But I still hear this stigma every day. I hear it when my mother tells me approvingly of her friend, who institutionalized her young daughter with Down syndrome in the 1990's. I hear it when someone says, "That's retarded." I hear it when people say things like, "I couldn't do what you do. How do you do it?" What do you mean, I want to ask. My children and their parents aren't pity cases. I don't catalogue the things they can't do, the milestones they haven't reached yet, the ways they are "disabled." We celebrate their strengths. We set goals for them. We work with them, not for them, not at them. With them. We cry with them when they hurt. We offer what we can, and we urge them to go farther and do more and dream bigger than they are told that they can. We give them the resources and the knowledge to advocate for themselves. We listen, We agree, when a grandmother tells me that a doctor said her three-month-old grandchild will never walk... and she tells me that she will never, ever stop believing that he can.

My kids, my parents, are amazing. I have so much respect for them.

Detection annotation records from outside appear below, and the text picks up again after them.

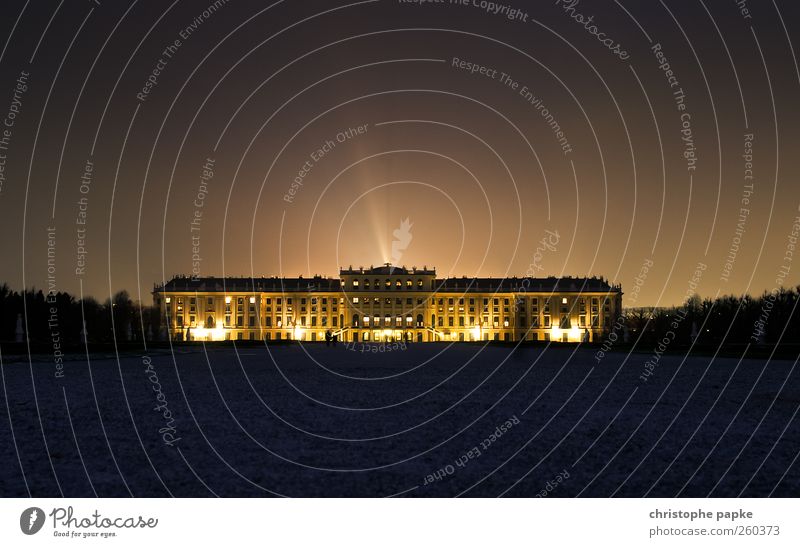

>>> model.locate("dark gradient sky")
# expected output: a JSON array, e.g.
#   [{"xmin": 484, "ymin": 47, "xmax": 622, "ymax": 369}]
[{"xmin": 0, "ymin": 0, "xmax": 800, "ymax": 305}]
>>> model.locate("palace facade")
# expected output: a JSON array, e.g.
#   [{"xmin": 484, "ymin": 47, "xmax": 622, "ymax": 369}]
[{"xmin": 153, "ymin": 264, "xmax": 622, "ymax": 342}]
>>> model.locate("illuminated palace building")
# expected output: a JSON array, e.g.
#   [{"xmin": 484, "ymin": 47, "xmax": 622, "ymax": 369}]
[{"xmin": 153, "ymin": 264, "xmax": 622, "ymax": 342}]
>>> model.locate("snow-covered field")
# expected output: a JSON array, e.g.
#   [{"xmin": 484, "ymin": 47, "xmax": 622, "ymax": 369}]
[{"xmin": 0, "ymin": 344, "xmax": 800, "ymax": 496}]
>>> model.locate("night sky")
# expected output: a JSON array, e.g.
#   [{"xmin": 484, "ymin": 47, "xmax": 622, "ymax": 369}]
[{"xmin": 0, "ymin": 0, "xmax": 800, "ymax": 306}]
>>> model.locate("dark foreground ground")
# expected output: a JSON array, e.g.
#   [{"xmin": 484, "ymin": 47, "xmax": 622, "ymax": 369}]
[{"xmin": 0, "ymin": 344, "xmax": 800, "ymax": 497}]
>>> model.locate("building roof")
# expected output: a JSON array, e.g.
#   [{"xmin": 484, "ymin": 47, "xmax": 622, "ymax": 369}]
[
  {"xmin": 436, "ymin": 277, "xmax": 621, "ymax": 293},
  {"xmin": 153, "ymin": 276, "xmax": 341, "ymax": 292},
  {"xmin": 339, "ymin": 262, "xmax": 436, "ymax": 275},
  {"xmin": 153, "ymin": 274, "xmax": 622, "ymax": 293}
]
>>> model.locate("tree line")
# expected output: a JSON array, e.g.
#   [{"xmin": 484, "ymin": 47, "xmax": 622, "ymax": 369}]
[
  {"xmin": 623, "ymin": 286, "xmax": 800, "ymax": 345},
  {"xmin": 0, "ymin": 284, "xmax": 165, "ymax": 345},
  {"xmin": 0, "ymin": 284, "xmax": 800, "ymax": 345}
]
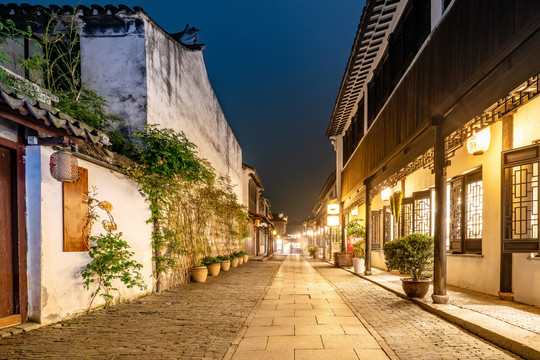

They have taught me strength in ways I can't even explain. They have more abilities than most anyone I know. They may have specific needs, but who doesn't? They may need help, but so do we all. I don't do my job based on pity. I don't do my job with the idea that I'm offering a service to be passively received, even if that is the way the system is set up. My parents, my kids, are active participants -- they work harder than I do. They have the dreams and goals, and we just help meet them. That's how I do my job.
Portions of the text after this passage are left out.